The Portland City Council approved the program in May, and city officials said it will get underway this month. It will use federal funding to provide up to $2,250 per household – $750 a month in rent assistance for as many as three months – to individuals and families who have lost income because of the pandemic.

The program also offers up to $250 to help pay utility bills issued during the pandemic, said Mary Davis, division director for the city’s Housing and Community Development program.

The money comes from federal funding provided under the CARES Act, a major coronavirus relief package passed by Congress this spring. The legislation resulted in Portland receiving $1.4 million for Community Development Block Grant programs aimed at helping those affected by the pandemic.

Davis said the city will use the rest of the block grant money to help fund programs that provide food assistance, and to Portland’s Parks Department to help make summer programs more affordable.

The rent assistance funds are available to residents whose income doesn’t exceed 80 percent of the region’s median income, Davis said. For a family of four, she said, that means a household income of no more than $78,500.


She said payments will be made directly to landlords, and the city will check to make sure a renter was current on payments before the pandemic so the money isn’t used to pay past-due amounts from before the outbreak had a major economic impact.

The city said examples of those who qualify include city residents who were laid off, had their place of employment close, experienced a reduction in hours at work, had to stay home to care for children because their day care or school closed, are medically compromised or are caring for someone who is medically compromised.

Applicants must provide documentation of recent income, including unemployment compensation or money from any other government program created in response to the pandemic.

The city started accepting applications this week, Davis said. Applications, rules and other details are available online at portlandmaine.gov and through Opportunity Alliance by calling 553-5937, option 1.
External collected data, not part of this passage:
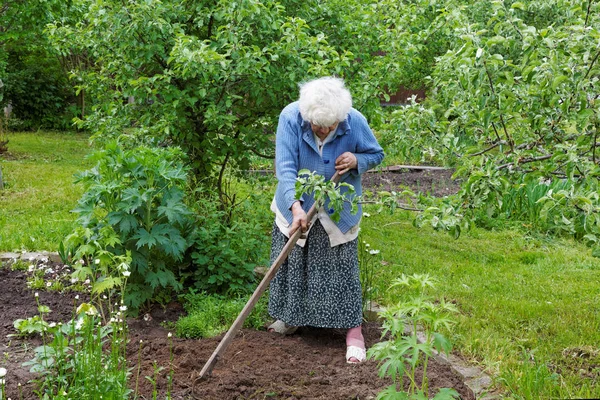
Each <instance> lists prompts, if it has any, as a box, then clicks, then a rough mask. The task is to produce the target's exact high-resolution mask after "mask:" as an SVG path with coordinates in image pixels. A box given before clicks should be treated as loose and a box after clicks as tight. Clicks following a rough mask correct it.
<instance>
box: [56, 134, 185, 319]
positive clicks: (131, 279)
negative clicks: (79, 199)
mask: <svg viewBox="0 0 600 400" xmlns="http://www.w3.org/2000/svg"><path fill="white" fill-rule="evenodd" d="M181 156H182V154H181V152H180V151H179V150H178V149H174V148H150V147H145V146H141V147H136V148H132V149H130V150H123V149H121V148H120V146H119V144H118V143H117V142H111V143H108V144H107V145H106V147H105V149H104V150H102V151H100V152H98V153H97V154H96V155H95V157H96V159H97V161H98V163H97V165H96V166H95V167H94V168H93V169H91V170H88V171H86V172H84V173H83V174H81V175H80V176H79V178H78V181H79V182H82V183H83V184H84V186H85V189H86V192H85V193H84V195H83V197H82V198H81V199H80V200H79V205H78V207H77V208H76V210H75V212H77V213H78V214H79V218H78V222H80V223H81V224H82V226H83V228H82V229H79V230H77V231H76V232H75V233H74V234H72V235H71V236H70V237H69V238H68V240H67V246H70V247H73V248H78V250H77V254H79V255H81V256H83V257H84V258H86V260H85V261H87V262H86V264H87V265H89V266H91V267H92V268H93V267H94V266H95V263H92V262H91V261H92V259H93V258H94V257H95V255H96V253H97V252H98V251H99V250H106V251H108V252H111V253H114V254H117V255H123V254H126V253H130V254H131V258H132V261H131V277H130V278H129V282H128V286H127V293H126V296H125V301H126V303H127V305H128V306H129V307H130V308H132V309H133V310H137V309H139V307H140V306H141V305H142V304H143V303H144V302H146V301H148V300H150V299H152V297H153V296H154V295H155V294H156V293H157V292H158V291H160V290H161V289H165V288H170V289H174V290H180V289H181V288H182V283H181V281H180V277H179V269H180V268H181V267H182V261H183V258H184V255H185V252H186V250H187V249H188V248H189V247H190V245H191V244H192V243H193V218H192V212H191V211H190V209H189V208H188V207H187V206H186V205H185V203H184V201H183V199H184V191H183V186H184V184H185V183H186V178H187V175H186V169H185V168H184V167H183V163H182V159H181ZM94 261H95V260H94Z"/></svg>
In addition to the city program, the state has a rent assistance program that provides a one-time payment of $500 to landlords on behalf of a struggling tenant as long as the landlord agrees not to take any eviction action against the tenant for the month in which the payment was applied.

Gov. Janet Mills issued a statewide executive order in April that prevents immediate evictions except in cases in which a tenant is found to have engaged in illegal or dangerous conduct.
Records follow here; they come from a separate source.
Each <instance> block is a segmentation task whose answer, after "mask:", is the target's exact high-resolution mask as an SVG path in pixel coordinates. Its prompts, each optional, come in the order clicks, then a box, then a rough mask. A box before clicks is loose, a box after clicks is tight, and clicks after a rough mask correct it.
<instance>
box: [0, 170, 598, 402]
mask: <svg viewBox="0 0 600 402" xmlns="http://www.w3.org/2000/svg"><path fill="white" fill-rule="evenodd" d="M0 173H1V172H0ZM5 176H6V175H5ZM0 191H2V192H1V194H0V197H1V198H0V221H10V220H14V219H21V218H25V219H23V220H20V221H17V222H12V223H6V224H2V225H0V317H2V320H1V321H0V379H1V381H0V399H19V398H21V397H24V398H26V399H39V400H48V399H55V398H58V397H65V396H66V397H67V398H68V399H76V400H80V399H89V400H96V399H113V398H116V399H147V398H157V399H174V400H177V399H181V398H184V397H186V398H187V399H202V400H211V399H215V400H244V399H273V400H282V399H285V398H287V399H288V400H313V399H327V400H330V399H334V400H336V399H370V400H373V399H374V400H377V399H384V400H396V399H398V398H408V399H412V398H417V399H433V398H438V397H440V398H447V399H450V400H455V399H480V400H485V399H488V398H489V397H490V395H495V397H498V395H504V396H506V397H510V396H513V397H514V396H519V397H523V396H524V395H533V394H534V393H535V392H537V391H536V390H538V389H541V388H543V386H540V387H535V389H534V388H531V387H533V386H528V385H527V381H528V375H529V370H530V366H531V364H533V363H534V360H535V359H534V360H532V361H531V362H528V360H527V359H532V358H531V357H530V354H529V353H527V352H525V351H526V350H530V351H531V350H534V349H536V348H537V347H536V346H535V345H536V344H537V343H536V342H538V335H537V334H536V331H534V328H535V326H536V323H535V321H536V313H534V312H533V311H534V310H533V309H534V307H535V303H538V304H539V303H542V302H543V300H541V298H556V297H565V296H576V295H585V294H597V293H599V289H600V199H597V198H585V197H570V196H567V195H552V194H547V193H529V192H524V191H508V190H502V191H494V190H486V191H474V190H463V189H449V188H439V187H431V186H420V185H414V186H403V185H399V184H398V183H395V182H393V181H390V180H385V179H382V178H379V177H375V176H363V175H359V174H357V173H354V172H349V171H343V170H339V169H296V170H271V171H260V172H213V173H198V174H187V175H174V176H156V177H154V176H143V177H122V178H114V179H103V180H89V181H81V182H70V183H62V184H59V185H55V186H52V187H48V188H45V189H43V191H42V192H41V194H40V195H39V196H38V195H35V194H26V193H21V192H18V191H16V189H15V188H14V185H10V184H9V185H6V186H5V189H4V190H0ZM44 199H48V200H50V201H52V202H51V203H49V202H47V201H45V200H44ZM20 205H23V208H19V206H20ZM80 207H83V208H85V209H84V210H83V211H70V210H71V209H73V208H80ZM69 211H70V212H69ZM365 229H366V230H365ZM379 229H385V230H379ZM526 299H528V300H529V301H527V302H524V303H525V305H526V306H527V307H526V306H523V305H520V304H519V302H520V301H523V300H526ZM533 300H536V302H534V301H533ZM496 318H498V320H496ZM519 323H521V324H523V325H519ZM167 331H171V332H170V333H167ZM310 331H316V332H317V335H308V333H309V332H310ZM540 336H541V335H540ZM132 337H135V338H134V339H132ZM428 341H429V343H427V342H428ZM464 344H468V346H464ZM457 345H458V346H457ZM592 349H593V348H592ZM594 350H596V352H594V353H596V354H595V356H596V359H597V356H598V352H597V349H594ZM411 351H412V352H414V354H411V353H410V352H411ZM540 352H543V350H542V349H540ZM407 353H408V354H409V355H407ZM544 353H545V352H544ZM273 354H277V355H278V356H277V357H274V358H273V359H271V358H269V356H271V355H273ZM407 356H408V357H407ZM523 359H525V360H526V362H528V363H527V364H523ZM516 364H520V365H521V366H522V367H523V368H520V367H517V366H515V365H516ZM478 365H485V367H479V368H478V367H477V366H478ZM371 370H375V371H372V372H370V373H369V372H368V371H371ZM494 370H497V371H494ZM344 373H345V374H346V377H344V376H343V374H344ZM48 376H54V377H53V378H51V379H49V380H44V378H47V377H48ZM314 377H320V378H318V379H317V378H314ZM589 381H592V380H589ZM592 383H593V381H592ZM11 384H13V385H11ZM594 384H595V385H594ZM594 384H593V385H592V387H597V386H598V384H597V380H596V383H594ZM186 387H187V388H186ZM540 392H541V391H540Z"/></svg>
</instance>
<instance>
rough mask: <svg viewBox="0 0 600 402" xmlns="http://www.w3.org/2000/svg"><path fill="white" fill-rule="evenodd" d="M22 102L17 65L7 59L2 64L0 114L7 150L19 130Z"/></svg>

That executive order is set to lapse 30 days after Maine’s pandemic state of emergency order expires. The state of emergency is set to expire Friday, and Mills is expected to announce this week whether it will be extended.
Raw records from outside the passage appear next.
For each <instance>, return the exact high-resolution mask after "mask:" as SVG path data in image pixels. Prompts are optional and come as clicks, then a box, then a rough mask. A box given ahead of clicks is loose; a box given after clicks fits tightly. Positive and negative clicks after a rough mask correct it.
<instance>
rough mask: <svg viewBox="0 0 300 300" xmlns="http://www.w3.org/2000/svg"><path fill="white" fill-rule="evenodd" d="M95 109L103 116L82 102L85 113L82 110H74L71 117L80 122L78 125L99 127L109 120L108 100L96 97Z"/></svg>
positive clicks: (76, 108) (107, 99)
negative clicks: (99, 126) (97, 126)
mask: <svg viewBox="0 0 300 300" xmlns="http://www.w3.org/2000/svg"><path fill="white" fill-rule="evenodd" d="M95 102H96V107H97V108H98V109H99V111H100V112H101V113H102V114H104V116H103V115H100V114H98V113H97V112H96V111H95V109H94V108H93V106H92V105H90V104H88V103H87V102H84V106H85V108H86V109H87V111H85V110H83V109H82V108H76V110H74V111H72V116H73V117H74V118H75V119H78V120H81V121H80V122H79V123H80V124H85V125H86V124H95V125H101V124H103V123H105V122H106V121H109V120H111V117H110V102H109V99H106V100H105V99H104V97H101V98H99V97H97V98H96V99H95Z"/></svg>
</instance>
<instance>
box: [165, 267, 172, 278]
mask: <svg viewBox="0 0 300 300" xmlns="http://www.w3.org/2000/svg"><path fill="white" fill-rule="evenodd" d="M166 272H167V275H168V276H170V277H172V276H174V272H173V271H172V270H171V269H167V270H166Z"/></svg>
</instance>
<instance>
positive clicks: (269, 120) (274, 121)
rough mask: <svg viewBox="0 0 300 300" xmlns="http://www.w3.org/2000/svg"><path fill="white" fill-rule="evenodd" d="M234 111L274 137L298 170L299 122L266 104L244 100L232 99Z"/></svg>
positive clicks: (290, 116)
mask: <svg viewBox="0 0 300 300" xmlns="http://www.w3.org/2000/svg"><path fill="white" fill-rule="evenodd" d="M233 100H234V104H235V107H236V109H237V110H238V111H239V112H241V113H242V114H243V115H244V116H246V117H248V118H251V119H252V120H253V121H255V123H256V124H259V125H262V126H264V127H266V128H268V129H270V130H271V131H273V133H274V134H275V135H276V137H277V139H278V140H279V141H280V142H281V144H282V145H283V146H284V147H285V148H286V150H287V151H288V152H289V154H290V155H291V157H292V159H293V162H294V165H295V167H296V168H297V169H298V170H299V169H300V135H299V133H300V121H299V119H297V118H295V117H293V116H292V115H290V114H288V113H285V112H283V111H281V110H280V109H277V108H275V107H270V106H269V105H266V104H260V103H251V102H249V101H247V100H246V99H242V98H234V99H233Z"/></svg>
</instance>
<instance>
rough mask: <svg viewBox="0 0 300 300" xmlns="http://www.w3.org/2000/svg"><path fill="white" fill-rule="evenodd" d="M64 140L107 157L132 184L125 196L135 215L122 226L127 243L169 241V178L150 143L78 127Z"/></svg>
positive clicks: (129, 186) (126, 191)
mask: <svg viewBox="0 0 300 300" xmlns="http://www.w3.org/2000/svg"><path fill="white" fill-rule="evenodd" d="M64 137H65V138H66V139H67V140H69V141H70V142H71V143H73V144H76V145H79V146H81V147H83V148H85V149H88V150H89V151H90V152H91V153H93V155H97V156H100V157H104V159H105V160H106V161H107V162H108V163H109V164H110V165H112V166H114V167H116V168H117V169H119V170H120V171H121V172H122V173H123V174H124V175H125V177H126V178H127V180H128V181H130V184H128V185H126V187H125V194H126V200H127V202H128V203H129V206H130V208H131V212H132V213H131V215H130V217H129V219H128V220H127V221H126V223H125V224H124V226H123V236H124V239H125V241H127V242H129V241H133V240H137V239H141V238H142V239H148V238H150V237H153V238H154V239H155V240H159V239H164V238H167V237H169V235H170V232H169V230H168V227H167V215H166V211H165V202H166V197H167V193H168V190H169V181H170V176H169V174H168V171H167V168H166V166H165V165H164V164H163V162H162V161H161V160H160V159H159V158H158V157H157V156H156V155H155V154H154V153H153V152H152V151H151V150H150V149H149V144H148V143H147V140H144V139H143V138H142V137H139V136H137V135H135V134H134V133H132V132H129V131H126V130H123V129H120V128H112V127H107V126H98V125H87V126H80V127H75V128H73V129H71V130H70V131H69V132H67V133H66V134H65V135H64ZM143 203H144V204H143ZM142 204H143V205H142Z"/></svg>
A separate court order that bans most hearings, including those for evictions, could end as soon as Aug. 3, and officials are worried the order’s expiration could result in landlords rushing to evict tenants who have fallen behind on rent during the pandemic.

While housing officials hope to avoid a rush of evictions because they want to avoid an increase in homelessness, landlords say some tenants have been taking advantage of the situation to avoid paying rent. Accordingly, some landlords have said they are eager to evict nonpaying tenants.

But some property owners also have said they are concerned the Maine court system will be flooded with eviction-related hearings, which could prevent landlords from evicting certain tenants for many more months.

Unemployment has skyrocketed in Maine and across the United States as a result of stay-at-home orders that forced many public-facing businesses to close or drastically reduce their operations this spring. The hardest-hit sectors of Maine’s economy include food service, lodging, entertainment and recreation, while other industries have suffered smaller losses, including manufacturing, retail, and health care and social assistance.